The World Food Programme paints an ugly picture of the profitability of global hunger.

The role played by speculator manipulation of supply is no secret in the fuel category (from McClatchy News)

What is the result? More of our limited consumer dollars are locked into chasing fuel and food, leaving less for other areas of spending. It works like a heavy stone tied to the ankle of the economy. What makes it harder for 300 million Americans fills the pockets of the speculators, which means hedge funds, banks, Wall Street, the folks who fund the Tea Party.

Do market makers actively precipitate disaster in order to profit from it? There were plenty of shills pushing the profit opportunities in the BP oil spill––even if they didn't cause it.

But you have to wonder sometimes. In the week Dick Cheney's memoir hits the shelves this question should strike all of us: what influence did Dick Cheney, the former chair of Halliburton, have on the awarding of billions in war contracts to his old firm? Did he want the war to happen for private business reasons? Iraq was a war virtually made for Halliburton. The U.S. protectorate supervised the collapse of the Iraq system, the destruction of all its institutions and their subsequent privatization. Is Iraq the perfect model of Disaster Capitalism? (This Amy Goodman-Naomi Klein interview caught the drift as it was happening in 2005, but the reporting never reached the mainstream press.)

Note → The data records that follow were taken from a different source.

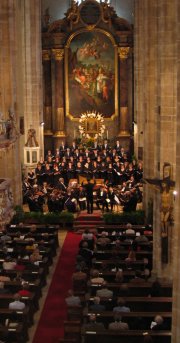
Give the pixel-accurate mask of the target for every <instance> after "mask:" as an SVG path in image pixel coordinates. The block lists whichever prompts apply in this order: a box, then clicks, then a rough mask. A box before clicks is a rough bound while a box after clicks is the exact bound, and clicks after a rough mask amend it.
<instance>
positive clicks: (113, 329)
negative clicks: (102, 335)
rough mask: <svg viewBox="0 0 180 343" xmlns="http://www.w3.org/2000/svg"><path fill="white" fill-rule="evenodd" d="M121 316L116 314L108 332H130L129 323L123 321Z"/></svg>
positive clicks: (108, 328) (109, 324)
mask: <svg viewBox="0 0 180 343" xmlns="http://www.w3.org/2000/svg"><path fill="white" fill-rule="evenodd" d="M121 320H122V318H121V316H120V315H119V314H118V313H116V314H115V315H114V322H112V323H110V324H109V326H108V330H110V331H118V330H128V329H129V326H128V324H127V323H125V322H122V321H121Z"/></svg>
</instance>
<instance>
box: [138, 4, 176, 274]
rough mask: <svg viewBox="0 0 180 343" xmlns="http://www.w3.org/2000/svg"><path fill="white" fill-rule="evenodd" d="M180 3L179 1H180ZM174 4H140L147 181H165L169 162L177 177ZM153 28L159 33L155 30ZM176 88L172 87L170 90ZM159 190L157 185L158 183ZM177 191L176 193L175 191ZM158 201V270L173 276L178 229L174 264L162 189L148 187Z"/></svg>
mask: <svg viewBox="0 0 180 343" xmlns="http://www.w3.org/2000/svg"><path fill="white" fill-rule="evenodd" d="M174 1H175V0H174ZM174 1H169V0H165V1H163V0H160V1H158V2H157V1H156V0H152V1H143V0H137V1H136V2H135V48H134V68H135V75H134V79H135V81H134V84H135V96H134V98H135V106H134V110H135V116H136V118H137V127H138V133H137V140H136V144H137V145H138V146H136V151H137V153H138V148H139V147H141V148H143V149H144V155H143V156H144V178H151V179H153V178H154V179H159V180H160V179H162V178H163V166H164V163H166V162H167V163H170V164H171V166H172V171H173V172H172V174H171V179H175V168H174V165H175V154H176V149H175V148H174V147H175V139H176V136H175V131H176V124H177V121H176V109H175V102H176V96H177V94H176V82H177V81H176V79H177V76H176V69H175V67H174V63H175V56H176V52H175V46H176V40H175V39H174V37H176V34H175V27H176V24H175V23H174V15H175V10H174ZM152 28H153V29H152ZM170 85H171V87H170ZM156 186H157V185H156ZM171 191H172V190H171ZM150 201H152V202H153V208H154V215H153V227H154V242H155V244H154V250H153V262H154V263H153V271H154V272H155V273H156V274H157V275H158V276H159V277H161V278H169V279H171V278H172V263H173V260H172V256H173V254H172V249H173V247H172V230H173V228H172V227H169V237H168V238H169V246H168V257H169V258H168V263H164V261H163V260H162V259H161V252H162V237H161V234H162V232H161V222H160V210H161V194H160V187H159V189H158V186H157V187H156V191H155V185H154V188H153V187H152V186H148V187H145V190H144V208H145V210H146V212H148V203H149V202H150Z"/></svg>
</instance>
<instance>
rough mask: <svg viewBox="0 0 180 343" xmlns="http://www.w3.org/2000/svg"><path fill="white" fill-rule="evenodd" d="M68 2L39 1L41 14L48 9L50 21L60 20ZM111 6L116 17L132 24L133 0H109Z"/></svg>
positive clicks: (66, 10)
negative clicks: (116, 13)
mask: <svg viewBox="0 0 180 343" xmlns="http://www.w3.org/2000/svg"><path fill="white" fill-rule="evenodd" d="M70 2H71V1H70V0H41V3H42V13H44V12H45V10H46V9H47V8H49V14H50V15H51V21H54V20H57V19H61V18H63V17H64V13H65V12H67V9H68V8H69V5H70ZM111 6H113V7H114V9H115V11H116V13H117V15H118V16H119V17H121V18H124V19H126V20H128V21H129V23H130V24H133V20H134V0H126V1H124V0H111Z"/></svg>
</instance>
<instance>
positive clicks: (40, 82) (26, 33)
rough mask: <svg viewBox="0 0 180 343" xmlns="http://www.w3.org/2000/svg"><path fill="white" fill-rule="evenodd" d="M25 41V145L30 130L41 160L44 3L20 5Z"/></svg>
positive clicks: (27, 1)
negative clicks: (41, 39)
mask: <svg viewBox="0 0 180 343" xmlns="http://www.w3.org/2000/svg"><path fill="white" fill-rule="evenodd" d="M20 3H21V18H22V19H21V20H22V23H21V24H22V25H21V26H22V40H23V43H24V44H23V46H22V48H23V65H22V74H23V85H24V94H23V100H24V123H25V142H24V143H27V139H28V131H29V129H31V128H32V129H34V130H36V138H37V142H38V145H39V147H40V156H43V154H44V144H43V143H44V141H43V130H42V127H41V125H40V123H41V122H42V121H43V96H42V94H43V87H42V49H41V2H39V1H36V0H27V1H23V0H21V1H20Z"/></svg>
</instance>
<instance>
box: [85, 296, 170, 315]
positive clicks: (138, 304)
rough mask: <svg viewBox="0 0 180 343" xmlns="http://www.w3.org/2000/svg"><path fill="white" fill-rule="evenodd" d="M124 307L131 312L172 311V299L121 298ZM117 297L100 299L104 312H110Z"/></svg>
mask: <svg viewBox="0 0 180 343" xmlns="http://www.w3.org/2000/svg"><path fill="white" fill-rule="evenodd" d="M93 299H94V297H90V299H89V305H90V304H92V302H93ZM123 299H124V300H125V302H126V306H127V307H129V308H130V310H131V312H137V311H144V312H148V311H161V312H163V311H166V312H167V311H168V312H170V311H172V297H141V296H140V297H123ZM117 300H118V297H113V298H108V299H107V298H101V304H103V305H105V307H106V310H110V311H112V309H113V307H115V306H118V305H117Z"/></svg>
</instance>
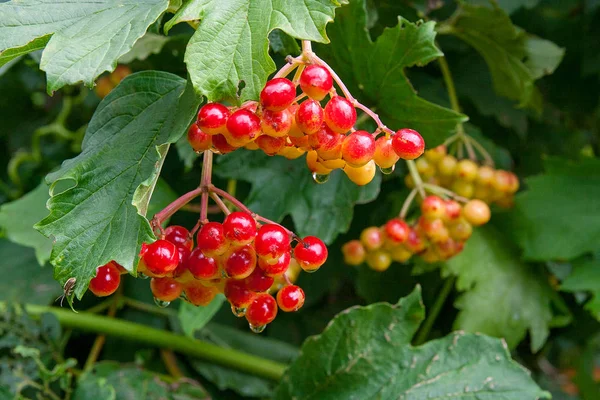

The ruling ideas behind what Naomi Klein called The Shock Doctrine aren't conservative. They are the opposite of conservative. They are radical. They are anti-patriotic. They are anti-institutional, anti-national, anti-citizen. They are against the notion of functioning societies and economies because breakdown is what makes these operators rich. Wide public failure is their opportunity. Your hunger is their feast. And increasingly, these are the people at the controls at the centers of the so-called Free Market.